Babyroobs · 10/03/2024 11:28

Sounds like he's got the hump over you going away and using it for an expense that is purely yours rather than a household/ family expense. I honestly can't see the problem when you pay the bill anyway !

tittybumbum · 10/03/2024 11:31

Perfect. You get your own card and he pays his own bills. Talk about cutting off your nose to spite your face. He is now stuck with paying his own bills. Which he obviously should have been doing all along.

Please don't let him tell you he now ways to use your card because you used to use his. YOU PAID THE BILLS. Is he really the best you can do OP?

TwentyFirstCenturyFox · 10/03/2024 11:31

If it is 'his' card he'll not need you paying it. I wouldn't use it again and wouldn't pay it again which is a pity as I prefer a sharing attitude in marriage. He clearly doesn't feel this way so leave him to it.

rwalker · 10/03/2024 11:32

Do you normally pay bills jointly
then something like this would come out of your individual personal free money

AttaThat · 10/03/2024 11:39

Well if it’s “his” card then it’s “his” bill isn’t it!

If he’d said “I was planning to use this to pay xyz this month and because you’ve used it I can’t” or “please can we discuss how we use this card” then that would be entirely different. Having a strop = being taken at his word!

Anneta · 10/03/2024 11:41

YNBU to put the hen do costs on the card, especially if it’s for travel / hotel, where you may need some security in case of a company going bankrupt. If you always clear the balance, he is being massively unreasonable! I would transfer the debt to your new card when you get it and then let him know what he owes you for his debts that you’ve been kindly paying off for the last many months. Going forward let him deal with his own payments as he is an ungrateful *!

SheepAndSword · 10/03/2024 11:41

I promise I'm not evil but it did make me laugh a bit that his temper tantrum has backfired.
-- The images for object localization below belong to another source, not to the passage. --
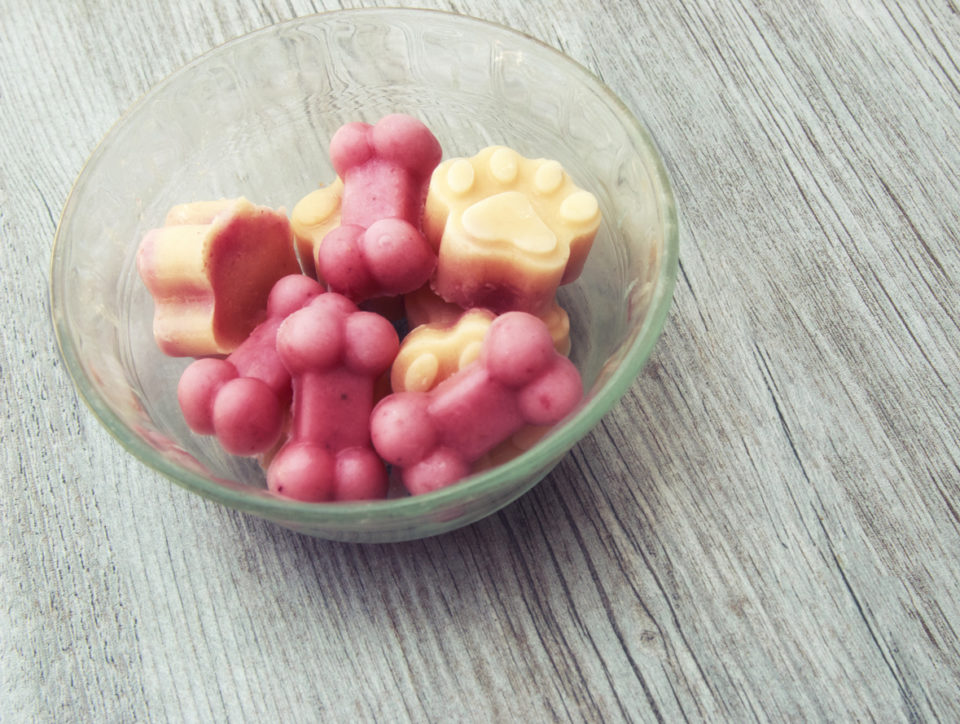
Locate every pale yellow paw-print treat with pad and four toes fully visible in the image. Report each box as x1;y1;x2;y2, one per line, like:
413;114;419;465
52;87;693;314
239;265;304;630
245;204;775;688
423;146;600;314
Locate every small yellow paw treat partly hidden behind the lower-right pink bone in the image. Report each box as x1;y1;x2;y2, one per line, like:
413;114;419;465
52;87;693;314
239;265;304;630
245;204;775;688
390;309;495;392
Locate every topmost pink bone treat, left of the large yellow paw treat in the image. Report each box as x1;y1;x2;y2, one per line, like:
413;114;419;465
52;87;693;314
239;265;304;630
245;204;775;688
316;114;442;302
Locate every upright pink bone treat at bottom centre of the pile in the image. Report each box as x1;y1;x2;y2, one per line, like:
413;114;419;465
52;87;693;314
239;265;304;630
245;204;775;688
267;292;399;502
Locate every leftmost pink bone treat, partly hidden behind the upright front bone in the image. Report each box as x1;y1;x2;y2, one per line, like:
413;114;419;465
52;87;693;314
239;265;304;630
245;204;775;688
177;274;323;455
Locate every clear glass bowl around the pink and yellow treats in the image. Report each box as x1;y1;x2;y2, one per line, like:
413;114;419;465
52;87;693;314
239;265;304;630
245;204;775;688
50;9;678;541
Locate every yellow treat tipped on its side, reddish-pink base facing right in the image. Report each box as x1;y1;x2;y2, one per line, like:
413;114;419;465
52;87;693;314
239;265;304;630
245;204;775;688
137;198;300;357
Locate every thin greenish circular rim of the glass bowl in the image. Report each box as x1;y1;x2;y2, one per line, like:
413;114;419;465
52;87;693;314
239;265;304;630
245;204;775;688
48;7;679;531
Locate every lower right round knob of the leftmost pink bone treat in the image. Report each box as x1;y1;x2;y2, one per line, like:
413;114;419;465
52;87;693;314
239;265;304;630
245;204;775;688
213;377;283;455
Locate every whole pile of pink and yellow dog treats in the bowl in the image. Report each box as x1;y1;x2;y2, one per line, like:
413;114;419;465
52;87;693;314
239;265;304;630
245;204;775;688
137;114;600;501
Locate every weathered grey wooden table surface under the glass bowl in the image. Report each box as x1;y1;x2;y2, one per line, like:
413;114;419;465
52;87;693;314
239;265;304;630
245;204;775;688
0;0;960;722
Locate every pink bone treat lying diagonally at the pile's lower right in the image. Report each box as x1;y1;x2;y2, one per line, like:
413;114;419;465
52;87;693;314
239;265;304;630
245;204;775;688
370;312;583;495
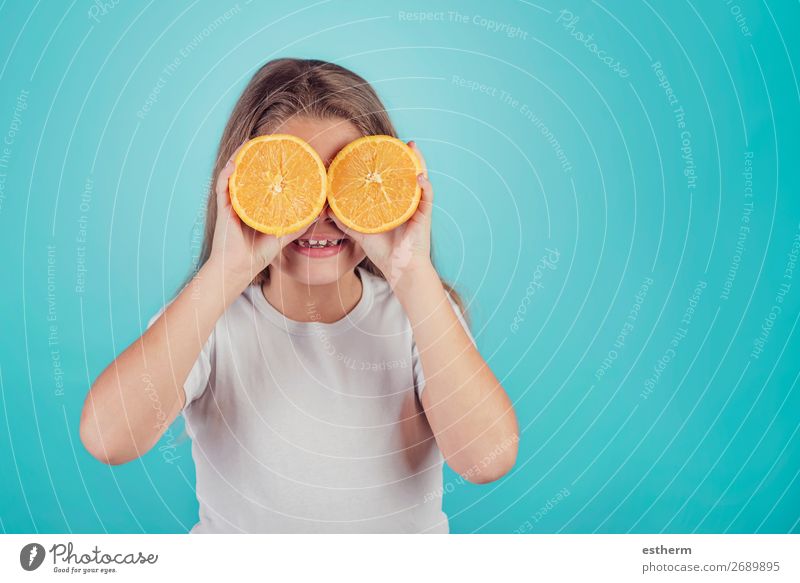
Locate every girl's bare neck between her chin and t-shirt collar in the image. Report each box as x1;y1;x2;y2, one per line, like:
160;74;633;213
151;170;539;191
261;269;362;324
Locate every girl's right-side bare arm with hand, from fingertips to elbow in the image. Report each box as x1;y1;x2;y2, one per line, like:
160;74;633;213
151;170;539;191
334;142;519;483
Give him the money for the hen night (how much was it?) and enjoy your new man free cc.

redastherose · 10/03/2024 11:46

Get your own card and tell the fucker to pay his own bills going forward. I would suggest a talk going forward about how finances are going to be organised in future and that he is now responsible for his own bills and you won't be paying for him anymore.

boozeclues · 10/03/2024 11:47

Well he has been a bit silly, you get your own card and tell him he is responsible for his and you are responsible for yours and you have cancelled the direct debit from your account so he will have to pay.

ohdamnitjanet · 10/03/2024 11:49

He’s sore / jealous you’re going away without him. Of course he’s being unreasonable, so hope he enjoys paying the bill in future.